I've recently started using unit tests and it's been a blast so far.
However, I've bumped into a situation where my approach feels plain wrong and I can't wrap my head around a "good" solution.
The context for the code is an application for viewing tv broadcast schedules written in symfony, tested with sfPHPUnit2Plugin.
public function testLoadChannelBroadcasts() {
$Start = new DateTime();
$End = new DateTime();
$Channels = ChannelTable::getChannelsWithBroadcastsTouchingTimeSpan($Start, $End);
foreach ($Channels as $Channel) {
$Channel->loadBroadcastsTouchingTimeSpan($Start, $End);
}
// test data
$Broadcasts = $Channels[0]->Broadcasts;
$assertion = $Broadcasts[0]->getDateTimeObject('start') <= $Start
&& $Broadcasts[0]->getDateTimeObject('end') >= $Start;
$this->assertTrue($assertion, 'starts before scope, ends inside scope');
$assertion = $Broadcasts[1]->getDateTimeObject('start') >= $Start
&& $Broadcasts[1]->getDateTimeObject('end') <= $End;
$this->assertTrue($assertion, 'starts inside scope, ends inside scope');
$assertion = $Broadcasts[2]->getDateTimeObject('start') >= $Start
&& $Broadcasts[2]->getDateTimeObject('end') >= $End;
$this->assertTrue($assertion, 'starts inside scope, ends outside scope');
$LongBroadcast = $Channels[1]->Broadcasts[0];
$assertion = $LongBroadcast->getDateTimeObject('start') <= $Start
&& $LongBroadcast->getDateTimeObject('end') >= $End;
$this->assertTrue($assertion, 'starts before scope, ends after scope');
}
The test communicates the purpose of the method, but the testing of data (fixtures) relies heavily on assumptions about what the data contains. Is there a better approach to this?

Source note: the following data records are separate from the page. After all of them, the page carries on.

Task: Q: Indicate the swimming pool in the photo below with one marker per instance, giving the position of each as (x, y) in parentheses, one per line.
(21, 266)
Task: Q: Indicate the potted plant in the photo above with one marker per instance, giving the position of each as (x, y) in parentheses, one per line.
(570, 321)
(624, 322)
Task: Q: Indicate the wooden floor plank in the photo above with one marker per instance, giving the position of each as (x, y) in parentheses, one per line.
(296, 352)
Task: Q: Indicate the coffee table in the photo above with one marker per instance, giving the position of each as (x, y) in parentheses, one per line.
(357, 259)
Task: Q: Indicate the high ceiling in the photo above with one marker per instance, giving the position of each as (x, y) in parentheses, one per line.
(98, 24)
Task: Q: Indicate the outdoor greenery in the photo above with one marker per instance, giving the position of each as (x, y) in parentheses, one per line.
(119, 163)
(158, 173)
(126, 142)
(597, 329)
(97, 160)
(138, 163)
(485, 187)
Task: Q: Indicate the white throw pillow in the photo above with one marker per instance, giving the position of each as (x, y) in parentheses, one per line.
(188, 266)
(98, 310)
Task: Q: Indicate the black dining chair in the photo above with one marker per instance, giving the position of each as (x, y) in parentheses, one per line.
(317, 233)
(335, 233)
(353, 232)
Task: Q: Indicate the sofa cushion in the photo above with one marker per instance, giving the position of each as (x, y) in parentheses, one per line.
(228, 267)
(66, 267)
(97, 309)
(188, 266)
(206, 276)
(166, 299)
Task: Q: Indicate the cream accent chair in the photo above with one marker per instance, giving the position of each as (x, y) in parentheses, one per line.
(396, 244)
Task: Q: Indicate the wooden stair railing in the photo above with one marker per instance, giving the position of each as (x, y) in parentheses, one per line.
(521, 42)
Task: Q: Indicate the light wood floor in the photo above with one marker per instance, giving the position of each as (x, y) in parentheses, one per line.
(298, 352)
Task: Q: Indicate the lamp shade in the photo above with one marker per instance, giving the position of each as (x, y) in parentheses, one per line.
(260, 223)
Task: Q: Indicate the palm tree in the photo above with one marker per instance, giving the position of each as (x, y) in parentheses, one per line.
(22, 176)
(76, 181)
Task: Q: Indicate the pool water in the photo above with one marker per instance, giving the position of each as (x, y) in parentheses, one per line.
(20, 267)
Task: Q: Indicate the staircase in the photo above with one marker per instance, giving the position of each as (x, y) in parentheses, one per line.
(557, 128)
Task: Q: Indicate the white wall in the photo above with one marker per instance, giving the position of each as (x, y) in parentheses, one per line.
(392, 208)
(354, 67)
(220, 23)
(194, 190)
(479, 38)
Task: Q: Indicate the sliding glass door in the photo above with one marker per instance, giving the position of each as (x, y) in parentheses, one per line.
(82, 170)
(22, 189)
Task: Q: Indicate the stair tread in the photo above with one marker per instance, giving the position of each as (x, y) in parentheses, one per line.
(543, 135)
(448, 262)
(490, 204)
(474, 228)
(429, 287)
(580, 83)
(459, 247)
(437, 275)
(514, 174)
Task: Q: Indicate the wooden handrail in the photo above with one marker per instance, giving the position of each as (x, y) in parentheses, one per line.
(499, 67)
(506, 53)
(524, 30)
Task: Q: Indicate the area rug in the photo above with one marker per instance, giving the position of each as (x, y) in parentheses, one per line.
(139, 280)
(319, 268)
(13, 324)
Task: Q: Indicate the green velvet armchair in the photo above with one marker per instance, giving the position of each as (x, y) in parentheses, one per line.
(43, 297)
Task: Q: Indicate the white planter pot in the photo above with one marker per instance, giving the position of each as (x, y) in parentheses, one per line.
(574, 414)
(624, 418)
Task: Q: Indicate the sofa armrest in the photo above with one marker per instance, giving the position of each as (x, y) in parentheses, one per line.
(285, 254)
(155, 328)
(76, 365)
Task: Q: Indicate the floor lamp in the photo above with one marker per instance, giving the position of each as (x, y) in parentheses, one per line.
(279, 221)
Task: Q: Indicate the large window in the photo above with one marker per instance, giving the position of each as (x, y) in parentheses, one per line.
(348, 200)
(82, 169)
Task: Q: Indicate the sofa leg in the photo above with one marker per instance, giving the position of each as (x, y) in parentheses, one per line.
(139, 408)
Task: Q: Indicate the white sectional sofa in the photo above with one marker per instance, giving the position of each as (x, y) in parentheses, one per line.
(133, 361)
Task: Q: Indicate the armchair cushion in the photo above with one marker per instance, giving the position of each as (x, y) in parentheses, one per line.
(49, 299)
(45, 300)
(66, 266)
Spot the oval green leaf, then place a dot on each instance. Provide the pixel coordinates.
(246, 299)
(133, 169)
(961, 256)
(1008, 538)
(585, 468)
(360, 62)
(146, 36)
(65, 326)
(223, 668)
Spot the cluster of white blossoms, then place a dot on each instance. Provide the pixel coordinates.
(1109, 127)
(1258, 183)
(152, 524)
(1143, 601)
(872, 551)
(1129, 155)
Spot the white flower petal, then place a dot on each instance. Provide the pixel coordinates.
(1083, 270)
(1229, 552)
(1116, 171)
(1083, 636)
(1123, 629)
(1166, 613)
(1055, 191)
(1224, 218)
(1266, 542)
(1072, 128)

This is not really a unit test as it is right now, because you are testing the method outside its boundaries, by calling ChannelTable
.
The proper way of doing this would be to change:
$Channels = ChannelTable::getChannelsWithBroadcastsTouchingTimeSpan($Start, $End);
To:
$Channels = array('yourdata', 'etc');
This way, if ChannelTable
fails to provide the correct data, your test doesn't fail, because it shouldn't.
Remember, a unit test purpose is to test the unit (method) and nothing else. If your whole application fails to connect to a database and provide data, the unit test still passes because the method behaves as it should.